L’Inde, victime d’attentats terroristes, est particulièrement attentive aux usages possibles des nouvelles technologies depuis qu’en novembre 2008, un commando d’islamistes a utilisé les téléphones portables et satellitaires pour coordonner des attentats à Bombay, qui avaient fait 166 morts. Ainsi, en invoquant la sécurité nationale, le gouvernement indien souhaite avoir un regard sur les courriels et autres messages envoyés depuis un BlackBerry. Il se joint ainsi aux pays comme l’Arabie Saoudite, les Émirats Arabes Unis et un certain nombre d’autres pays du Golfe qui ont récemment exigé d’avoir accès à certains services cryptés du BlackBerry pour des raisons de sécurité. Mais, il semblerait que ces pays censurent surtout l’accès à internet pour les sites pornographiques et politiques. L’Arabie Saoudite et les Émirats Arabes Unis qui représentent, à eux deux, près de 2,6% des utilisateurs du téléphone dans le monde, ont d’ores et déjà mis leurs menaces à exécution, en suspendant les services de BlackBerry, le fabricant canadien n’ayant pas accepté de modifier ses appareils pour « se conformer aux exigences de la réglementation ». D’après la chaîne de télévision Al-Arabiya, à capitaux saoudiens, RIM et l’Arabie Saoudite seraient parvenus à un accord. Dans le but de venir à bout du conflit avec le gouvernement indien, RIM a également proposé un accord qui consiste à créer un forum industriel permettant aux autorités indiennes de disposer d’un accès légal aux données. Cette proposition satisferait ainsi les demandes indiennes en matière de sécurité, tout en préservant la confidentialité des utilisateurs. D’où la décision des autorités indiennes de lui laisser encore un peu de temps.

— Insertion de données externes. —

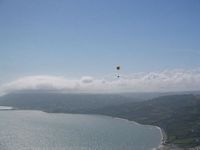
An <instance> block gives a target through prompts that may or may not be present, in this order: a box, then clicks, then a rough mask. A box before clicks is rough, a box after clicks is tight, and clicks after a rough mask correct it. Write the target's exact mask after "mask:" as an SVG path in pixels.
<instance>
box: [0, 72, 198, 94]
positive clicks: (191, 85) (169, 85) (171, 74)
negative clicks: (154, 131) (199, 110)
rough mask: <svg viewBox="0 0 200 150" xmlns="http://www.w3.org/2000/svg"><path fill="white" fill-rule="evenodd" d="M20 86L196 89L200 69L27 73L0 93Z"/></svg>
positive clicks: (97, 89) (185, 90) (85, 89)
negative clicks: (89, 75)
mask: <svg viewBox="0 0 200 150" xmlns="http://www.w3.org/2000/svg"><path fill="white" fill-rule="evenodd" d="M20 90H55V91H60V92H91V93H93V92H167V91H189V90H200V69H195V70H180V69H179V70H164V71H160V72H149V73H135V74H132V75H121V77H120V78H119V79H117V78H116V77H115V75H113V76H110V77H107V78H105V79H104V78H103V79H98V78H94V77H90V76H85V77H82V78H80V79H67V78H66V77H61V76H47V75H46V76H44V75H43V76H28V77H22V78H20V79H17V80H15V81H12V82H9V83H7V84H3V85H1V86H0V94H1V95H3V94H6V93H10V92H15V91H20Z"/></svg>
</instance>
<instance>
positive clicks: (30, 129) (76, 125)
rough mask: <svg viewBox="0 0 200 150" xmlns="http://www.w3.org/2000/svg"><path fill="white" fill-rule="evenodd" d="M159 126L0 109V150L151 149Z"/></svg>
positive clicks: (119, 119) (106, 149)
mask: <svg viewBox="0 0 200 150" xmlns="http://www.w3.org/2000/svg"><path fill="white" fill-rule="evenodd" d="M160 141H161V134H160V131H159V129H157V128H156V127H152V126H143V125H139V124H136V123H134V122H130V121H126V120H123V119H116V118H112V117H107V116H97V115H75V114H49V113H44V112H41V111H17V110H2V111H0V150H152V149H154V148H156V147H158V145H159V144H160Z"/></svg>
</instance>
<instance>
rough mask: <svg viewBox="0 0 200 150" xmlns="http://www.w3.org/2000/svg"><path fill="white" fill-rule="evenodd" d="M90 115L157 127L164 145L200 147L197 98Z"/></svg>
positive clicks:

Il semblerait que l’Inde envisage de mettre également en demeure Google et Skype dont les services de messagerie de téléphonie poseraient les mêmes problèmes de sécurité alors même que le géant américain de l’internet, Google qui compte 420 millions d’utilisateurs, est déjà engagé depuis quelques années dans un bras de fer avec les autorités chinoises au sujet de la censure et des cyber-attaques.

Ces épisodes sont-ils le début d’une nouvelle ère pour ces géants internationaux des TIC? Doivent-ils s’attendre désormais à compromettre la confidentialité de leurs clients ou utilisateurs et leur intégrité pour des raisons commerciales en satisfaisant la politique sécuritaire ou la volonté de tout contrôler de certains États?